Offshore wind power is to renewable energy as Babe Ruth is to 1930’s baseball – in a league by itself. (In 1927 Ruth hit more home runs by himself than were hit by 12 other teams.)
Although distributed solar will be bigger on a global scale, for the near future there’s no way to quickly build methods to generate electricity from a naturally replenishing “fuel” that comes close to the scale of gigantic wind turbines in coastal waters. And I do mean gigantic: a 10-MW turbine is being developed, which all by itself can produce 40% of the output of the entire Lempster Mountain Wind Farm, New Hampshire’s first.
The worldwide offshore wind output is 27 gigawatts and growing fast – that’s 27,000 megawatts or about 23 (note: I originally made an orders-of-magnitude error and wrote 2,300 – d’oh!) Seabrook power plants – and since wind blows much more steadily over the ocean than over mountain ridges, the total electricity produced by these behemoths rivals that of similar-sized fossil fuel plants.
North America has virtually no offshore wind, putting us way behind compared to Europe and, increasingly, east Asia. But we’ve finally left the starting gate and there are signs it’s coming to New England and the Northeast, drawn by our wide and shallow continental shelf and our energy-consuming coastal population.

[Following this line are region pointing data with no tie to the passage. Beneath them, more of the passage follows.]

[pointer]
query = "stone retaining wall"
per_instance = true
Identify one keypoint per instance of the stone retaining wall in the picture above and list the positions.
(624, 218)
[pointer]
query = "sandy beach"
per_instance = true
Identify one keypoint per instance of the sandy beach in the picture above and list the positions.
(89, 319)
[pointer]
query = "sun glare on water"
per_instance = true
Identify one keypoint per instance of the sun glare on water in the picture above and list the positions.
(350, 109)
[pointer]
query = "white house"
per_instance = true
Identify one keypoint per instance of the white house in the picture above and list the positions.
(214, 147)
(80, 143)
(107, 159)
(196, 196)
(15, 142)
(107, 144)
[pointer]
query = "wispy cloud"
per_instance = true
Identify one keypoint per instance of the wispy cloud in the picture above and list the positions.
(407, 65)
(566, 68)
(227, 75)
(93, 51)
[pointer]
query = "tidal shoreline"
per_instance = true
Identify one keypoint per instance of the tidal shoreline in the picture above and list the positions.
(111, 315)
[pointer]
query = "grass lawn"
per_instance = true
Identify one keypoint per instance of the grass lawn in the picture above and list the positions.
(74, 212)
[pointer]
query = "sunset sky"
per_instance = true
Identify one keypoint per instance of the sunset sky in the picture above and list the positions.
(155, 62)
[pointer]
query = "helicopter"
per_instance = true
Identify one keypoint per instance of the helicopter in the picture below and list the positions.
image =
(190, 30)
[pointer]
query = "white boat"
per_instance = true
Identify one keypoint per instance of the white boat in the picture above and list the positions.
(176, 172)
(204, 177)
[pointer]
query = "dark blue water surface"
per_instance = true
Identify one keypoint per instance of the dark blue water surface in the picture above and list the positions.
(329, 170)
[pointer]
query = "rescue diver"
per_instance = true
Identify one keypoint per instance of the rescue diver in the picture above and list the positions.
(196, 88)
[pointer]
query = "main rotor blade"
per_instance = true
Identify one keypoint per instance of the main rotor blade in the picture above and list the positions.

Rhode Island has the dinky (30 MW) Block Island Wind, and the southern New England states are moving toward having some real offshore wind farms within a few years via the Vineyard Wind and Mayflower Wind projects, each 800 MW. Massachusetts is trying to go further; legislators there want to develop 6,000 MW of offshore wind by 2035. New York state and Connecticut are also soliciting major wind projects, and several New England coastal cities are scrambling to become hubs for construction and servicing of wind farms.
Maine, which doesn’t have the financial muscle of our southern neighbors, is also enthusiastic and has staked out an interesting niche: Floating wind turbines, which offer far more flexibility in operations. The University of Maine has been a research leader in the field and despite a delay caused by the inexplicable opposition of the former governor – how anybody can be flatly opposed to offshore wind power is beyond me – is moving ahead. They just got $100 million in investment from Japan’s Mitsubishi Corp. and German utility RWE for a demonstration turbine; that’s serious money.
As for New Hampshire – well, we’ve just passed a law creating an offshore wind commission to make sure our laws and regulations don’t get in the way. That’s necessary but not exactly riveting. If you want to know more about how this could affect our power markets, check out an Aug. 18 webinar from Clean Energy NH.
It seems to me that New Hampshire was destined to be a laggard in this area, since we have the nation’s shortest ocean coastline and no history of offshore industrial development (despite Meldrim Thompson’s oil-refinery flirtation with Aristotle Onassis). But if we can be any part of it at all, that could be good for our pocketbook. At the very least, let’s cheer on our neighbors to add as much of this carbon-free electricity to the grid as possible, as fast as they can.
“27,000 megawatts or about 2,300 Seabrook power plants”
Per https://www.nexteraenergyresources.com/pdf/seabrook.pdf : “Westinghouse Pressurized Water Reactor with a net electrical output of 1,250 MWe”. MWe is electrical output, MWt is thermal output.” That’s at 90% capacity factor, and largely scheduled so that fuel replaced can be done in seasons of low demand.
27,000 / 1,250 = 21.6 Seabrooks. It’s actually a lot less. Land based windturbines have a capacity factor of some 35%, big offshore rigs should do better, but I don’t know what the figure is.
Ouch – off by an order of magnitude!
Two orders of magnitude!
At least my error about orders of magnitude wasn’t off by an order of magnitude.